En la encuesta actual de febrero del 2000 baja la tasa de empleo en 4.4 por ciento, mientras que la tasa de subempleo aumenta en 1.2 por ciento, y la tasa de desempleo abierto aumenta en 3.2 por ciento. En la encuesta de junio de 2001 se mantiene casi igual la tasa de empleo permanente, baja el subempleo y sube ligeramente el desempleo, aunque las variaciones son mínimas.
Gráfico No. 4
Adicional a la necesidad de mejorar la calidad del empleo, este gráfico muestra claramente cuan grande es la porción de la población económicamente activa que no tiene trabajo estable, que sumado al desempleo abierto, da como resultado que haya un 52.7 por ciento con problemas de empleo (desempleo y subempleo).
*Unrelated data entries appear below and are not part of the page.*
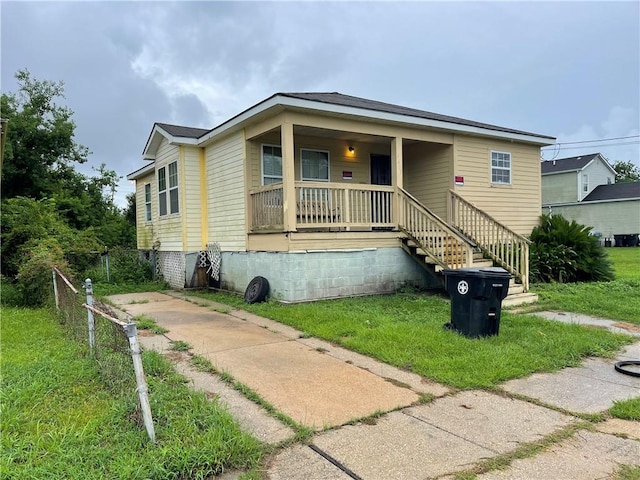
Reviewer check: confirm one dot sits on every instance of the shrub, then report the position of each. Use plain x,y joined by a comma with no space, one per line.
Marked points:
564,251
34,275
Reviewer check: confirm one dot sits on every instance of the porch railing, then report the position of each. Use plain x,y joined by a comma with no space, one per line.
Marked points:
325,205
504,246
441,243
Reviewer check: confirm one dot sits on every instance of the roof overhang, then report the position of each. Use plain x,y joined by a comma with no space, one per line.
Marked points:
155,138
278,100
141,172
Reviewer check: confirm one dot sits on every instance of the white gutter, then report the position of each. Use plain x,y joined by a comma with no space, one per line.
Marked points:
141,172
363,112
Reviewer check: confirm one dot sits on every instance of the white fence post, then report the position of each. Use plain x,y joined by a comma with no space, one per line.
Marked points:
143,395
55,288
92,326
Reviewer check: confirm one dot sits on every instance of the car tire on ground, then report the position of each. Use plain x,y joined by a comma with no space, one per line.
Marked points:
257,290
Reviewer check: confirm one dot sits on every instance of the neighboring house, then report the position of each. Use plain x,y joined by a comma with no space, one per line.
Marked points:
583,189
329,195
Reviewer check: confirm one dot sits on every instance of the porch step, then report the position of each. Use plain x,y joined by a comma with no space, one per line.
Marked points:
482,263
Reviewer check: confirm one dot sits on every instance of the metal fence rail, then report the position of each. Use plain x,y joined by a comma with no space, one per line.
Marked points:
111,342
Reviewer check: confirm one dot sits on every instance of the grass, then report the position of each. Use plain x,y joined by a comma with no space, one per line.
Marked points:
626,409
144,322
59,421
406,330
616,300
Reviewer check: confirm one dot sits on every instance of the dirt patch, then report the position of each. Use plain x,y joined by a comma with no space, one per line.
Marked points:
177,356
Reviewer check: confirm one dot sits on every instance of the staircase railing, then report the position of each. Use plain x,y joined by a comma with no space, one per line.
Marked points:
441,243
504,246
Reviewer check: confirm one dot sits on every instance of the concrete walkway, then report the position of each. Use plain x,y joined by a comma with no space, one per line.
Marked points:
320,385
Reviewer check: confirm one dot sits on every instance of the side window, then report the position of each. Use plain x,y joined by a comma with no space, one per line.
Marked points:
500,168
271,164
173,188
162,191
147,202
168,191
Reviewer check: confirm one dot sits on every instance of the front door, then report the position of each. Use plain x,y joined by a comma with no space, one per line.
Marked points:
380,169
380,202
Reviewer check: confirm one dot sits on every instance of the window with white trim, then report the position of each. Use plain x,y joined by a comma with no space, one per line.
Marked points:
315,165
173,187
271,164
168,197
500,168
147,202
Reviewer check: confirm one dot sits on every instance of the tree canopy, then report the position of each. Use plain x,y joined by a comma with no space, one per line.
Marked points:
45,201
626,172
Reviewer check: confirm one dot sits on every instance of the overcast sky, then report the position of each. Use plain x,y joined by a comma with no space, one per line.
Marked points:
569,70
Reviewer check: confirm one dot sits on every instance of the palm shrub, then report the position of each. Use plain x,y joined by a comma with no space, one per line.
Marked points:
563,251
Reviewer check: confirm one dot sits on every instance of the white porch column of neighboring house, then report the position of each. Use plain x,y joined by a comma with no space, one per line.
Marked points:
288,177
396,175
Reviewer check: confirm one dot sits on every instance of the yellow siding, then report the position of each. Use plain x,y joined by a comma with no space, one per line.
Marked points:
191,194
560,188
340,159
145,229
428,174
518,205
225,193
169,226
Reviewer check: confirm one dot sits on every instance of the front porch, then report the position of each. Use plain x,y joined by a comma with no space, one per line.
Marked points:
314,188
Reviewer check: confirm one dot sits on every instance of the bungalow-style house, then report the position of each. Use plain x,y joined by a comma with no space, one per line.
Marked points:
328,195
583,189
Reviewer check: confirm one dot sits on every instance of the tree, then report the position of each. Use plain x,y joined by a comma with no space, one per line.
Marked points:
564,251
626,172
40,147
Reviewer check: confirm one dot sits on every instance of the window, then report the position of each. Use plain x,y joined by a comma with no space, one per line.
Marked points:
172,192
271,164
501,168
173,187
147,202
315,165
162,191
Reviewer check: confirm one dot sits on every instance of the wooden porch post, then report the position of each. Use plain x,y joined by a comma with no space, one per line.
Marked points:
288,177
396,176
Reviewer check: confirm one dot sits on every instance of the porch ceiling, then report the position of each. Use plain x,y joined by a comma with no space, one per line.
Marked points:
303,130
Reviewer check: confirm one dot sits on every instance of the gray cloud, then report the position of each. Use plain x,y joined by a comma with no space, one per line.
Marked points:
565,69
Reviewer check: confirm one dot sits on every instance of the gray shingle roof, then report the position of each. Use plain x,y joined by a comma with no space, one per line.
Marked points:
614,191
335,98
179,131
567,164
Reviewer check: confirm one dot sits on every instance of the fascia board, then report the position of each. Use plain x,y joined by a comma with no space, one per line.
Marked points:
375,115
141,172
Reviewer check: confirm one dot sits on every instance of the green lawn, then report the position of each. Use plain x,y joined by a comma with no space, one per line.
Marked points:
406,330
59,421
616,300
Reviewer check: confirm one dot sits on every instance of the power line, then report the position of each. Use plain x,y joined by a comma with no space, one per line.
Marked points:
601,140
561,146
El reto es tanto mejorar la calidad del empleo permanente como también hacer que el crecimiento económico haga reducir significativamente ese 52.7 por ciento de la población económicamente activa con problemas de empleo, que hace que haya un 31.5 por ciento que ha pensado salir del país en el último año en busca de empleos que la economía nicaragüenses no le puede dar respuesta, datos que se presentan en el siguiente capítulo.